Mereka kembali pada urusan masing-masing, mencoba menghabiskan sisa makanan yang ada dan segera kembali ke mobil. Nash berharap tidak ada lagi kemacetan setelah itu, meski dia meragukannya.

Saat bisa kembali ke aspal, giliran remaja itu yang memulai pembicaraan. "Kau kelihatan terkejut."

"Terkejut?"

"Saat kubilang aku ingin dipanggil Ethan. Sepertinya ada sesuatu dengan nama itu."

Kali ini Nash terkesan. Padahal tadi dia sudah sebisa mungkin menyembunyikan keterkejutannya.

"Aku memang terkejut karena kau ingin dipanggil Ethan."

"Kenapa? Apa kau pikir itu namaku yang asli?"

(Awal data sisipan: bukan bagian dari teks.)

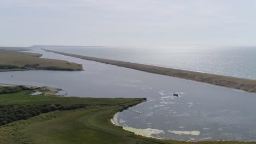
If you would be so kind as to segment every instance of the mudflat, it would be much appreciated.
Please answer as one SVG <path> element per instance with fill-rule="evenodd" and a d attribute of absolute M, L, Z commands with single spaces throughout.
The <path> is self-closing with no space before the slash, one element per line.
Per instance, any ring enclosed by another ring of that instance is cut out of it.
<path fill-rule="evenodd" d="M 58 59 L 41 58 L 40 54 L 24 53 L 17 50 L 0 50 L 0 72 L 33 69 L 81 70 L 80 64 Z"/>
<path fill-rule="evenodd" d="M 42 49 L 45 51 L 148 73 L 208 83 L 256 93 L 256 80 L 78 55 Z"/>

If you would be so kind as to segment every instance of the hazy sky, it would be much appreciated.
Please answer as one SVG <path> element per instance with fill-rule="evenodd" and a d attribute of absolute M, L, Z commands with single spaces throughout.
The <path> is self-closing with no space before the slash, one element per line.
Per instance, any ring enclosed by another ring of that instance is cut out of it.
<path fill-rule="evenodd" d="M 0 0 L 0 45 L 256 45 L 256 0 Z"/>

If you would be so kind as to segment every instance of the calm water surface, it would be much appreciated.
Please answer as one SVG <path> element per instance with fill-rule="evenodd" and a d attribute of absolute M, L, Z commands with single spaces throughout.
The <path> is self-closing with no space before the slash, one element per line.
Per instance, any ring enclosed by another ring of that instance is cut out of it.
<path fill-rule="evenodd" d="M 256 141 L 256 94 L 147 73 L 36 50 L 43 57 L 83 64 L 86 70 L 0 73 L 0 83 L 47 86 L 69 96 L 147 98 L 117 116 L 120 125 L 161 131 L 152 136 L 178 140 Z M 13 77 L 11 77 L 13 75 Z M 172 96 L 178 93 L 181 97 Z M 149 129 L 148 129 L 149 128 Z"/>
<path fill-rule="evenodd" d="M 256 79 L 256 47 L 58 47 L 85 56 Z"/>

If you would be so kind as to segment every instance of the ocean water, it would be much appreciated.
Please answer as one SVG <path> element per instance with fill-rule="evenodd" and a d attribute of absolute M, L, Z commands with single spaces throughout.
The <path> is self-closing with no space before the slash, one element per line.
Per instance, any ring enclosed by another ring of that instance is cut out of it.
<path fill-rule="evenodd" d="M 49 46 L 48 49 L 88 56 L 256 79 L 256 46 Z"/>
<path fill-rule="evenodd" d="M 191 141 L 256 141 L 255 94 L 39 49 L 31 52 L 82 64 L 86 70 L 2 72 L 0 83 L 60 88 L 68 96 L 147 98 L 147 102 L 117 115 L 115 122 L 151 136 Z M 173 97 L 173 93 L 179 97 Z"/>

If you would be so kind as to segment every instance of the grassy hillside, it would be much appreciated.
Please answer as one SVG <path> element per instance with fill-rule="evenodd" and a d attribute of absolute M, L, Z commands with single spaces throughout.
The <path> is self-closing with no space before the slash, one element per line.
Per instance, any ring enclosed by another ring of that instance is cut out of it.
<path fill-rule="evenodd" d="M 80 70 L 81 65 L 67 61 L 40 58 L 40 54 L 0 50 L 0 71 L 32 69 Z"/>
<path fill-rule="evenodd" d="M 12 88 L 15 91 L 18 88 Z M 30 113 L 34 114 L 33 111 L 38 113 L 30 118 L 25 117 L 24 120 L 0 126 L 0 143 L 192 143 L 137 136 L 110 122 L 117 112 L 142 103 L 144 99 L 62 97 L 31 95 L 30 93 L 30 91 L 21 91 L 0 94 L 0 119 L 14 115 L 28 116 Z M 48 111 L 40 111 L 40 107 L 48 106 L 50 106 Z M 62 109 L 59 109 L 61 106 Z M 11 114 L 13 111 L 15 115 Z M 256 143 L 231 141 L 193 143 Z"/>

"Itu nama ayahku," jawab Nash. Mulut remaja itu melebar, tetapi dia hampir kehabisan kata-kata. "Ethan Hawke. Itu nama ayahku."

"A–Aku. Aku tidak tahu."

Nash tertawa pendek. "Tentu saja kau tidak tahu."

"Maksudku, aku akan menggantinya kalau itu mengganggumu."

"Tidak. Kau jangan khawatir. Itu hanya nama." Nash menoleh dan kembali tersenyum, berusaha meyakinkannya kalau persoalan nama tak akan menjadi masalah. "Kalau kau ingin dipanggil Ethan, maka aku akan memanggilmu Ethan."

Sudut bibirnya naik dengan kecil, tetapi dia segera menoleh agar Nash tak lagi menatapnya. "Aku akan merasa terhormat menggunakan nama ayahmu."

Nash tak lagi membalasnya, dia sudah fokus pada jalanan. Jauh di depan dia bisa melihat lalu lintas kecil yang memadat. Benar-benar akan macet lagi. Sementara remaja itu tak lagi berbicara, dan akhirnya tertidur saat menaikkan lagi kakinya ke kursi.